そんなはるくんを呼び止める勇気なんて、私にはもうなくて、ただその場に佇むことしかできない。



もう……遅かったのかもしれない。


きっとはるくんは、もうとっくに切り替えてしまっているんだ。


はるくんが側にいないことが苦しくて、立ち止まったまま動き出せないでいる私とは違い、私が隣にいない未来をはるくんは着々と進んでいっている。

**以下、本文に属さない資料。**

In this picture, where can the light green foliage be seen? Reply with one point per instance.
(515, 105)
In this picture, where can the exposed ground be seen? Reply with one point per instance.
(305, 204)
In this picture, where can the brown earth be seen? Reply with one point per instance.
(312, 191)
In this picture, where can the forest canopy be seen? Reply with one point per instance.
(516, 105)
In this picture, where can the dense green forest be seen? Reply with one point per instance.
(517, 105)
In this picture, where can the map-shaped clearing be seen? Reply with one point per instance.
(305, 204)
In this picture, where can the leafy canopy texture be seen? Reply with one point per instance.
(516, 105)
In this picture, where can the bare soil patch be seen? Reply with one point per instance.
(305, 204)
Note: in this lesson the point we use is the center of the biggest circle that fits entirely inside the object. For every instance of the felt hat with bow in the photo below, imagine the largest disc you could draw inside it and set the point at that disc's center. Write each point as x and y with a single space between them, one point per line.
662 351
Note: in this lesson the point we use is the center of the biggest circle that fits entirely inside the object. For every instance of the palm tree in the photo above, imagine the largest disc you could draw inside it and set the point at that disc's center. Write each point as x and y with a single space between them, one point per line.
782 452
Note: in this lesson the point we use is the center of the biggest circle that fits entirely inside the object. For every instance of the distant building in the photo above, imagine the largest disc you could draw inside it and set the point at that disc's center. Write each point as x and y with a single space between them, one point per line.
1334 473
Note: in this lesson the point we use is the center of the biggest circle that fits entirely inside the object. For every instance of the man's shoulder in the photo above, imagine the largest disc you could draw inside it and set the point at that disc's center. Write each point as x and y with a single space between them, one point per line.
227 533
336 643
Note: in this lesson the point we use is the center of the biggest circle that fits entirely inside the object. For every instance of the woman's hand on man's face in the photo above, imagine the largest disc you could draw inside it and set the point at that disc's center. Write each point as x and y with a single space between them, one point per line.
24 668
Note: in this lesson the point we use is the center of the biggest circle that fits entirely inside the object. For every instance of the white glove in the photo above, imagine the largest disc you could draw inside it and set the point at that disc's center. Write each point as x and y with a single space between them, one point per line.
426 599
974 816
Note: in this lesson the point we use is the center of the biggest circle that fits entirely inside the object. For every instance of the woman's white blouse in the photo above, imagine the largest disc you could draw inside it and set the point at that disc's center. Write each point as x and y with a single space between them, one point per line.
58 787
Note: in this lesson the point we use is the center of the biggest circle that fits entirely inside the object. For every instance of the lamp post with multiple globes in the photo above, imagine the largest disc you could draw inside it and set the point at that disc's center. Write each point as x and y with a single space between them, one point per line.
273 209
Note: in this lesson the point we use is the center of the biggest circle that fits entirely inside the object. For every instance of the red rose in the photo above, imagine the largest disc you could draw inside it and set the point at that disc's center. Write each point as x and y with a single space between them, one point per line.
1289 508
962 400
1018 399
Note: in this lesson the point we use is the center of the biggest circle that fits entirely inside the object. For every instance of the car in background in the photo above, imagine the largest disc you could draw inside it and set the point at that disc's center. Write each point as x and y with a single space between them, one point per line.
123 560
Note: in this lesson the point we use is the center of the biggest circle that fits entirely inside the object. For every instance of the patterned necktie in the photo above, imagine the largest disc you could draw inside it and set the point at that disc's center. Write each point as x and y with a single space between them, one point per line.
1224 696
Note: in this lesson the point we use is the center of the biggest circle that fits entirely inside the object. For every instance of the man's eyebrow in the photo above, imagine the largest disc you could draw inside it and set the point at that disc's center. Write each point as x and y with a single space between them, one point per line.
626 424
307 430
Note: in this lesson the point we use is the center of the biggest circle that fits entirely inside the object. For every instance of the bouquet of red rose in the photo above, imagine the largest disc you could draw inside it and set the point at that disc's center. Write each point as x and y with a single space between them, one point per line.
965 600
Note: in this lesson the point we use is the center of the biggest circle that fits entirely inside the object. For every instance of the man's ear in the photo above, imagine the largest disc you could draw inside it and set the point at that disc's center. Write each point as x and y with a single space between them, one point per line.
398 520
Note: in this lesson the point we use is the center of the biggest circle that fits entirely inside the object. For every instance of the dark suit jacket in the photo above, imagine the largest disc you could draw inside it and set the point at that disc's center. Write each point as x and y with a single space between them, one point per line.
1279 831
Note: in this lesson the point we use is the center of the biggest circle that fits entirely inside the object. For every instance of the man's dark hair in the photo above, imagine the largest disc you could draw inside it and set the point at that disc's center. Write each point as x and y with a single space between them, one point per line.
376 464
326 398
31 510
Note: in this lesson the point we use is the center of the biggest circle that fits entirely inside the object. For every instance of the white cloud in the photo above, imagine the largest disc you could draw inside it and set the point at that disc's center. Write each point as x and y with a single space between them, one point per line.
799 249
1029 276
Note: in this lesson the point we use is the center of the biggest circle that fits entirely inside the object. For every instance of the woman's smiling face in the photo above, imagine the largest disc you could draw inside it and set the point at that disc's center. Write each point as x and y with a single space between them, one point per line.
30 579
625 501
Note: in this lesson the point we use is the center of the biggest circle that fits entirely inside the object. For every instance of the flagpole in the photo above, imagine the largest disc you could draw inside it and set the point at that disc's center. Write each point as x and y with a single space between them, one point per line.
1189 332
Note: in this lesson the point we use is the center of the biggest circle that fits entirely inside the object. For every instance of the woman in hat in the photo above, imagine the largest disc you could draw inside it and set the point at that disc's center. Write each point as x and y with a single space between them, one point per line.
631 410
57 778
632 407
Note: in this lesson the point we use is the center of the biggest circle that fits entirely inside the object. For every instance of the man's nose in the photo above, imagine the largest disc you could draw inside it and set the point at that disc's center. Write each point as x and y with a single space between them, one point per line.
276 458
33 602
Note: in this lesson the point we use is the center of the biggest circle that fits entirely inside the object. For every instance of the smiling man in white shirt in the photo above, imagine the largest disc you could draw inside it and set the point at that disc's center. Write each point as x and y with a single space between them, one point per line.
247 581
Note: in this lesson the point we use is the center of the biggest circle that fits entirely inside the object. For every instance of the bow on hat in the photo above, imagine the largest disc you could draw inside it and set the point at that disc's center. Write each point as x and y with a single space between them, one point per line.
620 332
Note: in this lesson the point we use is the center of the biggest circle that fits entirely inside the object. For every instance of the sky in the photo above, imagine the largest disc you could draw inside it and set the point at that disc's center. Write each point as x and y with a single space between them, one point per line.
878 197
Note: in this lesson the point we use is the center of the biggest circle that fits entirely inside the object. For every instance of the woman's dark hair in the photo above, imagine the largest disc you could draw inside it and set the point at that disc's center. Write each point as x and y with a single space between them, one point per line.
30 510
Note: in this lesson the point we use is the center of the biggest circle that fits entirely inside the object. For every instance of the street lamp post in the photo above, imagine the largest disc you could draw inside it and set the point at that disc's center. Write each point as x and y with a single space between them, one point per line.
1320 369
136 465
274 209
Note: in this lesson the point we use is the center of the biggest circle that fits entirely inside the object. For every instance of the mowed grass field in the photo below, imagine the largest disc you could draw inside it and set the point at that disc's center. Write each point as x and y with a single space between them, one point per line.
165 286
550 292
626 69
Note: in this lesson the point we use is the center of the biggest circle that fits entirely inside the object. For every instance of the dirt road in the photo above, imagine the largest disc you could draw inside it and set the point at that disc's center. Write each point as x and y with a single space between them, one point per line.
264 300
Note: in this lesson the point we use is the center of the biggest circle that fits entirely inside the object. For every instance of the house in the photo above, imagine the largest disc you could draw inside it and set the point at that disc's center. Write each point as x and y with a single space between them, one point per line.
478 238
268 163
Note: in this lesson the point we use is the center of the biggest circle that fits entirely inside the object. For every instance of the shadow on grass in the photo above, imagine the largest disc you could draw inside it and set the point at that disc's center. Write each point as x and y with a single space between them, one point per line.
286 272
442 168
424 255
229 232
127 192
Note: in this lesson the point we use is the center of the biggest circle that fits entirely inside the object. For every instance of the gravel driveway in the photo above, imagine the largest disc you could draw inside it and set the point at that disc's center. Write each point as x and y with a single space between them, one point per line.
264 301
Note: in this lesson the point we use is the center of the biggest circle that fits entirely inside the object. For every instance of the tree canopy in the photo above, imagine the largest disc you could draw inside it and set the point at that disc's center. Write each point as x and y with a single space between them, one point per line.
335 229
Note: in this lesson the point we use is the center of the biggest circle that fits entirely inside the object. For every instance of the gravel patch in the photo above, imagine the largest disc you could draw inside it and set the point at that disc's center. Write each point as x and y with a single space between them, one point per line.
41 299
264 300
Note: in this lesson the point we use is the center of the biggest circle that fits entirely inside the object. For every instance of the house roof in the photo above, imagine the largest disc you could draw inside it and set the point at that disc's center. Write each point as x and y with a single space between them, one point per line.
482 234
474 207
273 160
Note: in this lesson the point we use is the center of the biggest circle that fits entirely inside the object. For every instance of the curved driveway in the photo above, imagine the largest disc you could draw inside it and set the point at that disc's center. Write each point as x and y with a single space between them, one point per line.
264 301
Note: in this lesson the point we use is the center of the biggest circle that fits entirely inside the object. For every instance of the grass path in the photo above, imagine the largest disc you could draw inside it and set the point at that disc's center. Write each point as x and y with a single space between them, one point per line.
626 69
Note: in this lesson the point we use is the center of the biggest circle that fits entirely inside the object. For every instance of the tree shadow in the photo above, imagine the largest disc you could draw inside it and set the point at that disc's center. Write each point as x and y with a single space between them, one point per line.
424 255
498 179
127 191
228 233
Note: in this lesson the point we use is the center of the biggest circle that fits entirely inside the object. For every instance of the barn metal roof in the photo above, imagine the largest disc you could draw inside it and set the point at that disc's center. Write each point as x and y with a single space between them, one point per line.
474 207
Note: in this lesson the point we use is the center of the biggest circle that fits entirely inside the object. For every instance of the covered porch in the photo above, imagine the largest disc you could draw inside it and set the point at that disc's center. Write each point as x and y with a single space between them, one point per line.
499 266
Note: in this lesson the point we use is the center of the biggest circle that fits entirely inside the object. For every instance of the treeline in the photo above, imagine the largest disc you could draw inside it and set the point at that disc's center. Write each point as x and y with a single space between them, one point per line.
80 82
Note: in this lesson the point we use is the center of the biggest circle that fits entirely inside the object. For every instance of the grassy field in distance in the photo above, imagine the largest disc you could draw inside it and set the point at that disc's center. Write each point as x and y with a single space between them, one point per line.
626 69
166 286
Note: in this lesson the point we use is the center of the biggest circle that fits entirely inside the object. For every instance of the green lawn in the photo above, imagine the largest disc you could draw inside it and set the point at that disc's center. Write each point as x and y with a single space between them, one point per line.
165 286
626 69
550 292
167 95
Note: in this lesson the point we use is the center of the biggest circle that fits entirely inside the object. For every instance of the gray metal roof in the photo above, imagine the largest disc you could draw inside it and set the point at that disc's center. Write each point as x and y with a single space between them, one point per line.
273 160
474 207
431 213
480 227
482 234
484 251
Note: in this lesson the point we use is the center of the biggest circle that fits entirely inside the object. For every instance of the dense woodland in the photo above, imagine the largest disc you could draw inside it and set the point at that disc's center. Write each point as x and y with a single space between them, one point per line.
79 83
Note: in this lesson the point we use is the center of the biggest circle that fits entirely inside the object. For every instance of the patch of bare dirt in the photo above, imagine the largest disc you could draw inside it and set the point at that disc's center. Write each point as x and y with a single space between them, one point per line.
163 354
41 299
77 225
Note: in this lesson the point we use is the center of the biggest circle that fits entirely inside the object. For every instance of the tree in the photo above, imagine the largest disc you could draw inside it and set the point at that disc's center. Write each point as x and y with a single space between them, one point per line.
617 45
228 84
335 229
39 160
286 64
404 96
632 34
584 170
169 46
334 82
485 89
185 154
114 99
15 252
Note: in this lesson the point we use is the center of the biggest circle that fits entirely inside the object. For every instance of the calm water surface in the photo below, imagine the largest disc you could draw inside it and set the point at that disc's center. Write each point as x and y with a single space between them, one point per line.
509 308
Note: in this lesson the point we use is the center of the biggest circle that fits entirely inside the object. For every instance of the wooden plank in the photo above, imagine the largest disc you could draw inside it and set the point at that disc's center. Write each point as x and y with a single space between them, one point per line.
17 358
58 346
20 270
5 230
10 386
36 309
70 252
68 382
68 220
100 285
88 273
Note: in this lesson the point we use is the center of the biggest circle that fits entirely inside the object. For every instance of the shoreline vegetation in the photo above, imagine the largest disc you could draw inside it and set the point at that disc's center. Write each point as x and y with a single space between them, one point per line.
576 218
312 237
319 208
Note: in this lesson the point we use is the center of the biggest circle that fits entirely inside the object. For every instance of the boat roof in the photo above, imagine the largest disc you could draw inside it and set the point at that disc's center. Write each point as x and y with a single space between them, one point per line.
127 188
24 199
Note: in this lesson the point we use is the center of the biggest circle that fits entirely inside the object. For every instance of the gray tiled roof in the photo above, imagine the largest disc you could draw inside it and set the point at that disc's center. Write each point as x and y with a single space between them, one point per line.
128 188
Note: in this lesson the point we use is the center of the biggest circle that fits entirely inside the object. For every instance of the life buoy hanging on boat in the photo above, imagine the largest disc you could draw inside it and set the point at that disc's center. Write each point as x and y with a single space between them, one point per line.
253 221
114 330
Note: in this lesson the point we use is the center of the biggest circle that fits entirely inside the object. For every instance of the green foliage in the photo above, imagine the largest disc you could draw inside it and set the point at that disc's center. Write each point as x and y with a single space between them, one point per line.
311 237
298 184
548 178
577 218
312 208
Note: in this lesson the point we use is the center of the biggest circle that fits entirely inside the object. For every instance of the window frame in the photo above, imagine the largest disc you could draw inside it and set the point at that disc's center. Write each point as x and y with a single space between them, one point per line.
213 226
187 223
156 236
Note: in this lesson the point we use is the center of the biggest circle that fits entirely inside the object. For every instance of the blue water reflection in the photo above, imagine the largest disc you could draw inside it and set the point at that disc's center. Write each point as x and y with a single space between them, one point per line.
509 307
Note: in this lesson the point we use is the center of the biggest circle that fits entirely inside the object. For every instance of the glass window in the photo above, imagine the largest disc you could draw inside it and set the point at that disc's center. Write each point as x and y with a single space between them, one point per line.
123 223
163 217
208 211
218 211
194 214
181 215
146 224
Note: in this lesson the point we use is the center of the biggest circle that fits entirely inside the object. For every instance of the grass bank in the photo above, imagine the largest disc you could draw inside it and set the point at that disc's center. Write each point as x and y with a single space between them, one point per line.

はるくんは強い人だから、私なんかが一人いなくなったところで、きっと大した問題じゃないのだろう。




……ダメだね。


こんな、今さらはるくんの優しさが恋しいだなんて、勝手にもほどがあるよね。


突き放したのは私なのにね。



───“何があっても、俺が結衣を離さないから”



そう言ってくれた、はるくんの温もりが恋しい。


私を見る、優しい瞳が恋しい。




古賀さんと厚木くんが心配そうに見守る中、私はその場に立ち尽くし、地面を見つめたまま動くことができなかった。
















あれから、二週間が経とうとしていた。


8月も下旬に突入して、夏休みも残すところあと僅か。


海に、プールに、お祭りに。学生達が夏休みのラストスパートを謳歌する中、私はお母さんとの約束通り、予備校に家庭教師にと忙しい毎日を送っていた。